Томас Пул восторгался малышкой. У него самого, рассказал он, маленький сынишка, почти такой же. Чудесный возраст — они всё вокруг замечают. Мэри широко растопырила руки и покрутила крохотными ладошками на пухлых запястьях, будто пытаясь пропустить через пальчики и схватить воздух. Ветерок с пустоши трепал мягкий рыжий шёлк её волос; она лепетала слоги: ба, ма, да. Маленькая ручка Уильяма, крепко сжатая в Фредерикиной, была сухой и тёплой. Он всё ещё пытался неуклюже высвободиться, как неугомонный волчок.
Александр вызвался повезти коляску с Мэри. Томас вставил, что в этом деле Александр мастер. Александр осторожно склонился к ручкам коляски, стараясь особенно не показываться девочке, чтоб не испугать, и впервые увидел на её лице то самое пятно, уже не вздутое и желеподобное, а будто тонко наведённое поверх едва различимой светлой бровки — розово-коричневое с золотистыми крапинками.

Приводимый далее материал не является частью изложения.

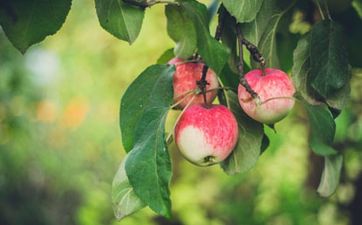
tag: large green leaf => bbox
[121,65,174,217]
[165,5,197,59]
[0,0,71,53]
[221,0,263,23]
[241,0,295,67]
[120,65,175,152]
[304,103,337,156]
[180,0,229,74]
[292,35,318,104]
[292,35,350,110]
[95,0,145,44]
[221,91,264,174]
[112,158,146,219]
[308,20,351,99]
[317,155,343,197]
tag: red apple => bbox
[238,68,295,124]
[169,58,219,109]
[175,104,239,166]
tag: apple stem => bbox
[196,10,224,107]
[236,24,264,99]
[238,38,266,75]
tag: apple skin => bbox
[174,104,239,166]
[238,68,295,124]
[168,58,219,109]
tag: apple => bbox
[238,68,295,124]
[174,104,239,166]
[168,58,219,109]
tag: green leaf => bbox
[120,65,175,152]
[112,157,146,220]
[180,0,229,74]
[0,0,71,53]
[157,48,175,64]
[221,0,263,23]
[121,65,174,217]
[317,155,343,197]
[95,0,145,44]
[292,35,350,110]
[308,21,351,99]
[165,5,197,59]
[221,91,264,174]
[241,0,295,67]
[292,35,318,104]
[304,103,337,156]
[352,0,362,18]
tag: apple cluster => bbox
[169,58,295,166]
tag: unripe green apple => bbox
[169,58,219,109]
[174,104,239,166]
[238,68,295,124]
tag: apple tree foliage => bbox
[0,0,362,219]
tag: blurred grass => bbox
[0,0,362,225]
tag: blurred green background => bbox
[0,0,362,225]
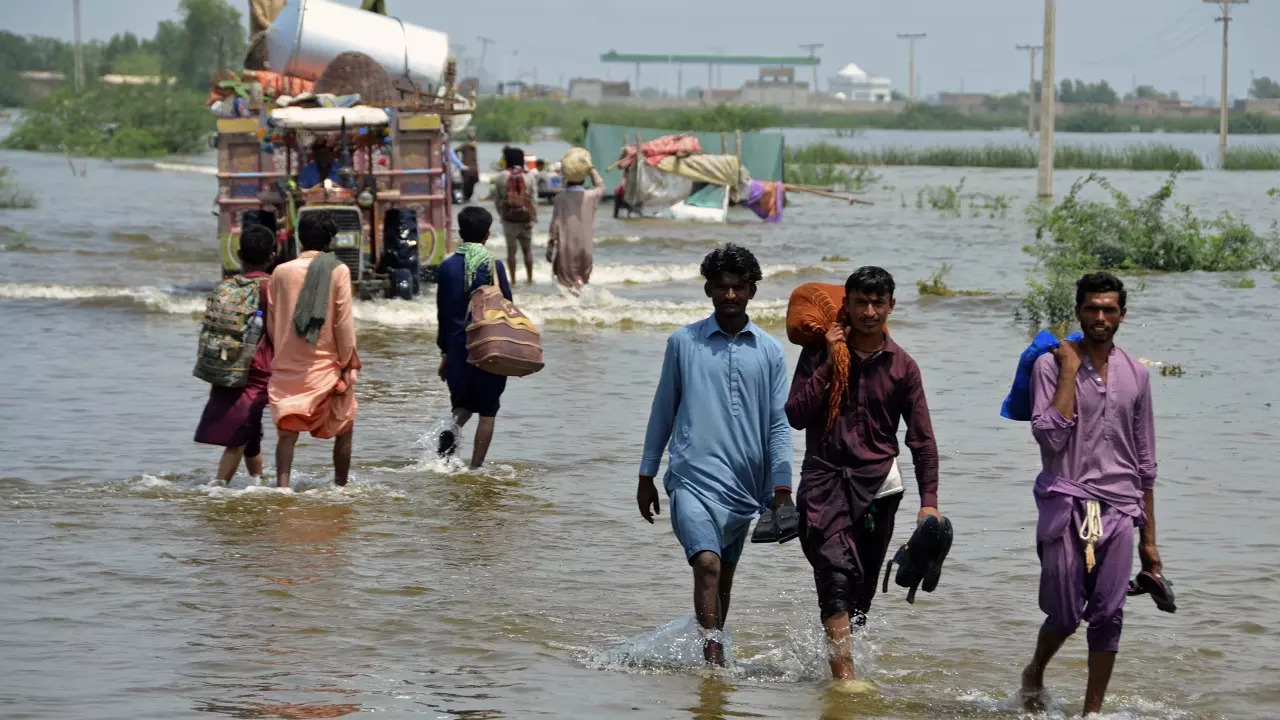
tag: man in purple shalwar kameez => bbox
[1023,273,1162,715]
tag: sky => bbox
[0,0,1280,99]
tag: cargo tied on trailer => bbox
[210,0,475,300]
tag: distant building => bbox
[568,78,631,105]
[102,73,178,85]
[827,63,892,102]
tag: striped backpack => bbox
[191,275,262,387]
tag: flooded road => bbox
[0,133,1280,720]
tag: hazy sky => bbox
[0,0,1280,97]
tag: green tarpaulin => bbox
[586,123,786,192]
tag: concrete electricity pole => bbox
[800,42,823,92]
[1204,0,1249,152]
[1036,0,1057,197]
[1018,45,1044,137]
[476,37,493,89]
[897,32,928,102]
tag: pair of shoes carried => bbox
[751,505,800,543]
[881,515,955,605]
[1128,570,1178,612]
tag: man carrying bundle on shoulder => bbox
[786,266,950,680]
[1021,273,1176,715]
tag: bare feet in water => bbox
[703,641,724,667]
[1018,665,1044,712]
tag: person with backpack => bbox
[195,224,275,484]
[493,147,538,284]
[435,208,511,468]
[636,243,795,665]
[786,265,943,680]
[268,213,360,488]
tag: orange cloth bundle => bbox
[787,283,850,433]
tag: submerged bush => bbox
[1222,146,1280,170]
[1020,173,1280,327]
[786,142,1204,170]
[0,86,214,158]
[0,165,36,210]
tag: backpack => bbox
[191,275,262,387]
[502,168,534,223]
[466,265,544,378]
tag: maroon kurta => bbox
[196,273,275,457]
[787,336,938,609]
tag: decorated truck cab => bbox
[215,105,452,299]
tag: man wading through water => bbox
[493,147,538,284]
[786,266,940,680]
[636,243,791,665]
[1021,273,1164,715]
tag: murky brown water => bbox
[0,130,1280,719]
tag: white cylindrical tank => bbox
[266,0,449,90]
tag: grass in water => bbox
[902,178,1012,218]
[786,142,1204,170]
[1019,173,1280,327]
[915,263,991,297]
[0,165,36,210]
[1222,145,1280,170]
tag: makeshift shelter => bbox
[584,123,786,191]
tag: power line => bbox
[800,42,823,92]
[1084,5,1199,65]
[1204,0,1249,152]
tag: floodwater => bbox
[0,132,1280,719]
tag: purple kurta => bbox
[1032,347,1156,651]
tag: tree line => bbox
[0,0,247,106]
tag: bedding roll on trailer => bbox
[266,0,449,92]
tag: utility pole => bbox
[1018,45,1044,137]
[897,32,928,102]
[72,0,84,92]
[1204,0,1249,152]
[1036,0,1057,197]
[800,42,823,92]
[476,37,493,94]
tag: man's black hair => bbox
[1075,266,1129,304]
[298,211,338,250]
[701,242,764,284]
[458,205,493,242]
[502,147,525,168]
[241,223,275,268]
[845,265,896,297]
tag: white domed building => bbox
[827,63,892,102]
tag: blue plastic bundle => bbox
[1000,331,1084,423]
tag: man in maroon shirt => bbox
[786,266,938,679]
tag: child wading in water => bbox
[196,225,275,484]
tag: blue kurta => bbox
[640,316,791,515]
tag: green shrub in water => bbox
[1019,173,1280,328]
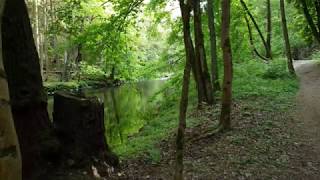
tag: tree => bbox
[220,0,233,129]
[266,0,272,59]
[193,0,213,105]
[207,0,220,92]
[174,0,194,180]
[240,0,271,60]
[0,0,22,180]
[280,0,295,74]
[299,0,320,43]
[1,0,54,179]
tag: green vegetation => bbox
[114,59,298,162]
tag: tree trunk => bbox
[53,92,119,166]
[0,1,22,180]
[280,0,295,74]
[220,0,233,129]
[300,0,320,44]
[244,15,268,61]
[240,0,269,59]
[62,49,69,82]
[266,0,272,59]
[2,0,51,179]
[207,0,220,92]
[174,0,194,180]
[33,0,43,77]
[193,0,213,105]
[314,0,320,33]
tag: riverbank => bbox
[47,60,298,179]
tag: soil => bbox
[47,61,320,180]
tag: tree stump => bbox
[53,92,119,166]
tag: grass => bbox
[113,59,298,163]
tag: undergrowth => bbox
[113,59,298,163]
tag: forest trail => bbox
[295,60,320,152]
[295,60,320,177]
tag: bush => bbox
[80,63,107,81]
[262,59,290,79]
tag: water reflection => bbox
[86,80,163,147]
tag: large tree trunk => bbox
[220,0,233,129]
[2,0,51,179]
[300,0,320,44]
[207,0,220,92]
[280,0,295,74]
[0,0,22,180]
[266,0,272,59]
[53,93,119,166]
[174,0,194,180]
[193,0,213,105]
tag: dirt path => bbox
[295,61,320,149]
[295,60,320,179]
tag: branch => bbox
[244,15,268,61]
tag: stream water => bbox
[48,80,164,147]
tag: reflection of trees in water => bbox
[105,86,144,145]
[104,81,162,147]
[111,88,123,144]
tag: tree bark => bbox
[193,0,213,105]
[314,0,320,33]
[266,0,272,59]
[300,0,320,44]
[207,0,220,92]
[53,92,119,167]
[0,1,22,180]
[220,0,233,129]
[280,0,295,74]
[174,0,194,180]
[240,0,269,59]
[244,15,268,61]
[2,0,51,179]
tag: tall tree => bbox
[193,0,213,104]
[266,0,272,59]
[207,0,220,92]
[1,0,51,179]
[299,0,320,43]
[280,0,295,74]
[220,0,233,129]
[240,0,271,60]
[174,0,194,180]
[0,0,22,180]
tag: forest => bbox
[0,0,320,180]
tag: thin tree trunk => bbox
[193,0,213,105]
[207,0,220,92]
[33,0,43,77]
[62,50,69,82]
[314,0,320,33]
[174,0,194,180]
[300,0,320,43]
[244,15,268,61]
[240,0,268,59]
[266,0,272,59]
[0,0,22,180]
[220,0,233,129]
[2,0,52,179]
[280,0,295,74]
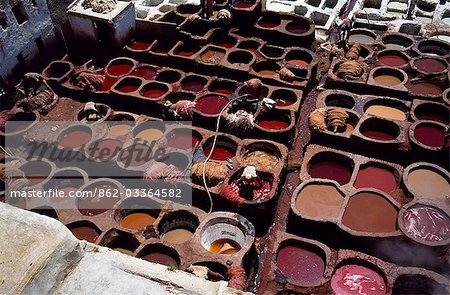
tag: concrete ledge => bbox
[0,203,250,295]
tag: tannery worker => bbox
[16,73,46,97]
[83,101,103,121]
[237,166,263,201]
[339,18,352,43]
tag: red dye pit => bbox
[309,161,352,185]
[408,82,443,95]
[132,68,156,80]
[205,145,234,161]
[108,64,133,76]
[143,89,166,98]
[233,2,253,9]
[414,124,445,148]
[217,42,235,48]
[258,20,280,29]
[195,95,228,115]
[100,76,117,91]
[118,85,139,93]
[181,82,205,92]
[353,166,397,193]
[258,120,289,130]
[331,265,386,295]
[167,133,200,150]
[378,54,408,67]
[277,246,325,283]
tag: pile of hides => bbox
[81,0,117,13]
[308,108,349,132]
[334,60,364,80]
[144,162,183,183]
[0,110,16,132]
[192,162,228,186]
[226,110,255,136]
[17,89,57,112]
[0,160,25,182]
[72,71,105,92]
[170,100,196,120]
[242,151,279,170]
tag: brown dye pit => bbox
[209,239,241,254]
[89,139,123,160]
[366,105,406,121]
[414,124,446,148]
[414,58,447,73]
[402,204,450,242]
[107,64,133,76]
[414,104,450,124]
[295,184,344,218]
[407,168,450,198]
[288,59,309,68]
[286,22,309,35]
[161,228,194,244]
[131,67,156,80]
[353,166,397,193]
[59,130,92,149]
[342,192,398,233]
[118,144,152,167]
[134,129,164,142]
[195,94,228,115]
[113,248,133,256]
[142,253,178,267]
[258,70,278,77]
[109,124,131,137]
[348,34,375,44]
[257,120,289,130]
[242,151,280,170]
[378,54,408,67]
[120,213,156,230]
[78,185,119,216]
[408,82,443,95]
[277,246,325,283]
[70,226,99,243]
[308,161,352,185]
[130,41,151,50]
[331,264,387,295]
[373,75,402,86]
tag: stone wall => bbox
[0,0,56,87]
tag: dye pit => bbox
[0,0,450,295]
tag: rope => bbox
[202,96,241,213]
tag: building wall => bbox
[0,0,55,87]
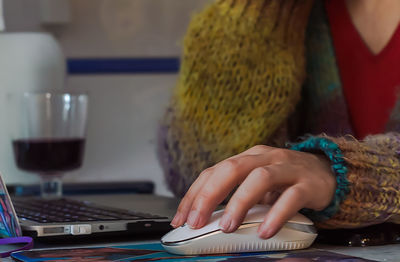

— Говорят, оно уйдёт, — сказала Стефани.
Фредерика наблюдала, как Мэри подозрительно сморщила на Александра личико, а тот погладил её по щёчке осторожно и ласково, и малышка, хорошенько подумав, решила, что можно не вопить.
Все направились обратно под аккомпанемент речей Кроу — он красочно расписывал здания, которым в скором времени предстоит появиться. Только подумайте, вот здесь, на месте этой мокрой ямы, где сейчас хлюпают в грязи и песке сваи, будет башня факультета лингвистики! А там, за теми серыми щитовыми заборами, обвешанными замками и табличками с надписью «Опасно!», будет факультет биологических наук.
— А как же яблони профессора Вейннобела? — спросила Фредерика, всё ещё под впечатлением от точных образов в приветственной лекции проректора (окна, широкие и узкие, взгляд наружу и взгляд внутрь, девушка в жёлтом платье под сенью яблонь, парадоксальная картина мира Макса Планка, которая формируется не посредством чувственного познания — зрения, слуха, осязания, — а при помощи приборов, которые трудно даже вообразить).
— Мой яблоневый сад остаётся при мне! — ответил Кроу. — Мои знаменитые желтовато-коричневые «рассеты», «апельсины Эллисона», ренеты и лакстоны… Не знаю, где именно проректор задумал свои яблони. Конечно, у него в скором времени появится здесь свой коттедж, с садом. Но пока что он проживает у меня в гостевых покоях в западном крыле. Сегодня я устраиваю для него ужин в моей старенькой башенке. Надеюсь, вы все присоединитесь к нам на кофе, будут и другие напитки. Обязательно приходите!
Фредерика пришла и слушала разговоры о будущем, сплетни о новых кафедрах, грядущих битвах мнений. Рафаэля не было. Она всё-таки спросила Ходжкисса, ещё в театральной башне, и он ответил: «Ему не хватило духу… Я так и знал. Все его перемещения — из колледжа Святого Михаила в библиотеку да обратно. Идеальная жизнь, пугающая в своём однообразии».